The results are becoming increasingly visible.
According to Riak Loang Wicyoak, chairperson of the Rubkona Payam Disaster Risk Management Committee, approximately 4,850 people have returned to Pakur and neighbouring communities after flood protection dikes reclaimed land that had remained underwater for years.
“The flooding destroyed our homes and livelihoods,” he said. “After the land was reclaimed, people started coming back because they could rebuild their lives.”
The return of families has also revived local schools.
Before Denjaak Primary School was constructed, many pupils attended classes under trees or in temporary structures that offered little protection from the weather.
Head teacher Mead Dak Mead said enrolment has grown dramatically—from fewer than 70 learners before the project to 786 today.
“The classrooms have encouraged parents to bring their children back to school,” he said. “Attendance has improved because children now have a better learning environment.”
Students say the changes have transformed their daily lives.
Mathiang Wadar Mead Gawar, a Senior Four student at Naam Secondary School, previously travelled long distances to attend school in Bentiu.
“Now I only walk about 30 minutes,” he said. “We have classrooms and desks, and learning is much easier.”

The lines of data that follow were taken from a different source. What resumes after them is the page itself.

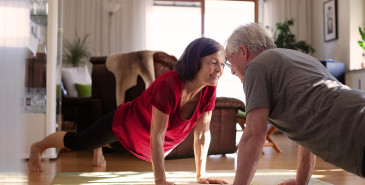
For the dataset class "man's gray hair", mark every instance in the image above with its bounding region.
[226,23,276,54]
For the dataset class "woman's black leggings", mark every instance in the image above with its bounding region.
[63,110,118,150]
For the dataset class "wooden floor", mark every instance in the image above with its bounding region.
[24,134,365,185]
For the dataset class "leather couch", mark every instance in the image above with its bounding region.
[62,53,245,159]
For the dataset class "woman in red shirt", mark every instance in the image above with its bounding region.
[28,37,227,185]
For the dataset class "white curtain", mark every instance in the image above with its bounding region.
[63,0,153,56]
[260,0,312,43]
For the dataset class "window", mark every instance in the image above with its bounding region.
[151,0,257,101]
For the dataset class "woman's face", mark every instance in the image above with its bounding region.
[195,50,225,86]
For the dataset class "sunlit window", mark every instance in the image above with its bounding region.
[151,1,201,58]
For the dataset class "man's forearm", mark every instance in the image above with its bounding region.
[233,133,265,185]
[296,146,316,185]
[194,129,210,180]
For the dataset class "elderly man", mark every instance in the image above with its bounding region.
[226,23,365,185]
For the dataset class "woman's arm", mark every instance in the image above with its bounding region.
[194,111,227,184]
[151,106,174,185]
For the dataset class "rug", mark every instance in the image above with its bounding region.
[52,170,331,185]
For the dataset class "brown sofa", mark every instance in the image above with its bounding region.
[62,53,244,159]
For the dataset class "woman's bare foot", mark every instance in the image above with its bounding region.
[93,147,106,167]
[28,142,43,172]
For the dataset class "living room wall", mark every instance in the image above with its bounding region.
[312,0,365,71]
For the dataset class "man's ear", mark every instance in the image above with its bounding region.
[240,45,248,60]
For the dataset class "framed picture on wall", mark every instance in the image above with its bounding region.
[323,0,338,42]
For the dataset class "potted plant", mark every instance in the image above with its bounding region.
[64,33,90,67]
[266,19,316,54]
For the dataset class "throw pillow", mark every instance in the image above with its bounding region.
[62,65,91,97]
[75,83,91,97]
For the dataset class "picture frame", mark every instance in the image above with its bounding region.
[323,0,338,42]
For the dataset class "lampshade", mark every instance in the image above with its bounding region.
[103,1,120,13]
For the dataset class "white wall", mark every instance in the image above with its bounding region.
[312,0,365,70]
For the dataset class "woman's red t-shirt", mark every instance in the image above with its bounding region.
[113,71,216,161]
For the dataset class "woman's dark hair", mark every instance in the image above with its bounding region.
[174,37,223,82]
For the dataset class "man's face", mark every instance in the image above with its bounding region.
[226,48,245,82]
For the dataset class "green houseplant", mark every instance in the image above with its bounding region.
[267,19,316,54]
[64,33,90,67]
[357,26,365,56]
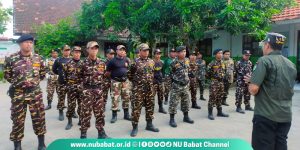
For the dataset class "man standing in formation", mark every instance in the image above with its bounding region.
[80,41,108,139]
[64,46,82,130]
[45,49,59,110]
[106,45,131,123]
[129,43,159,137]
[207,49,229,120]
[169,46,194,128]
[4,34,46,150]
[163,48,176,105]
[189,52,201,109]
[222,50,234,106]
[52,45,71,121]
[235,50,253,114]
[196,52,206,101]
[153,49,167,114]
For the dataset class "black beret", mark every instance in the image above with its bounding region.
[213,48,223,55]
[176,46,186,52]
[17,34,34,44]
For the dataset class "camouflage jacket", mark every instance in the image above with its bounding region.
[207,59,226,81]
[64,59,82,85]
[154,60,164,83]
[128,58,155,86]
[189,61,198,78]
[81,57,105,88]
[196,59,206,81]
[4,52,46,88]
[223,58,234,83]
[235,59,252,83]
[171,58,190,86]
[46,57,58,80]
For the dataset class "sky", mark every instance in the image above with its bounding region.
[0,0,13,38]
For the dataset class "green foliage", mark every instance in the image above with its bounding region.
[0,1,13,34]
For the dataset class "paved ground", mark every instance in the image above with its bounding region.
[0,81,300,150]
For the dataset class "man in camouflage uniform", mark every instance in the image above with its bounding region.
[235,50,253,114]
[196,52,206,101]
[45,49,58,110]
[169,46,194,128]
[189,51,201,109]
[207,49,229,120]
[107,45,131,123]
[80,41,108,139]
[128,43,159,137]
[153,49,167,114]
[103,49,115,111]
[163,48,176,105]
[64,46,82,130]
[4,34,46,150]
[222,50,234,106]
[52,45,71,121]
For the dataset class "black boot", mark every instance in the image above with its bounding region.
[98,129,109,139]
[14,141,22,150]
[58,110,65,121]
[192,101,201,109]
[222,97,229,106]
[169,114,177,128]
[158,104,167,114]
[207,107,215,120]
[183,112,194,124]
[38,135,46,150]
[200,95,206,101]
[110,110,117,123]
[235,104,245,114]
[45,101,52,110]
[66,117,73,130]
[146,120,159,132]
[80,131,86,139]
[217,107,229,117]
[72,112,78,118]
[124,108,131,121]
[245,105,254,111]
[130,124,138,137]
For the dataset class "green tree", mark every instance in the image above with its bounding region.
[0,1,12,34]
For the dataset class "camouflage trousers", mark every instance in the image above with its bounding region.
[66,84,82,118]
[164,75,172,97]
[131,85,155,124]
[111,80,130,110]
[57,84,68,110]
[197,79,205,95]
[190,78,197,102]
[235,84,251,106]
[223,80,231,99]
[10,88,46,141]
[46,79,58,103]
[153,83,164,106]
[169,83,190,114]
[80,89,105,132]
[208,80,224,108]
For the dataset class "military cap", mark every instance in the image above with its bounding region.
[213,48,223,55]
[176,46,186,52]
[73,46,81,52]
[263,32,286,50]
[243,50,251,55]
[105,48,115,54]
[154,49,161,54]
[17,34,34,44]
[86,41,100,48]
[139,43,150,51]
[117,45,126,50]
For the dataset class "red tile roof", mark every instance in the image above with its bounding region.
[13,0,84,35]
[272,0,300,21]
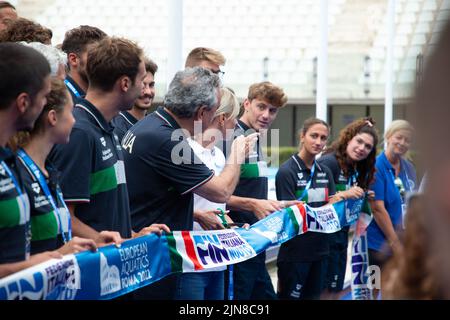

Bentiu Mayor Nyachieng Biey Tuet believes involving communities in identifying development priorities has strengthened ownership of completed projects.
“When communities participate in deciding what they need, they appreciate and protect those investments,” she said, adding that roads, schools, water points and health facilities are improving living conditions across flood-affected areas.
Despite the visible progress, residents acknowledge that recovery remains unfinished.
Large sections of land are still submerged, preventing more displaced families from returning home, while schools continue to face shortages of electricity, laboratories and teaching materials. Community leaders are also calling for further flood protection works and greater investment in agriculture to help families become self-reliant.
For Chief Char, the journey from displacement to recovery has demonstrated that rebuilding communities requires more than constructing infrastructure.
“When people are given a chance to decide their own priorities,” he said, “development responds to real needs. That is what gives our community confidence that we can build a better future together.”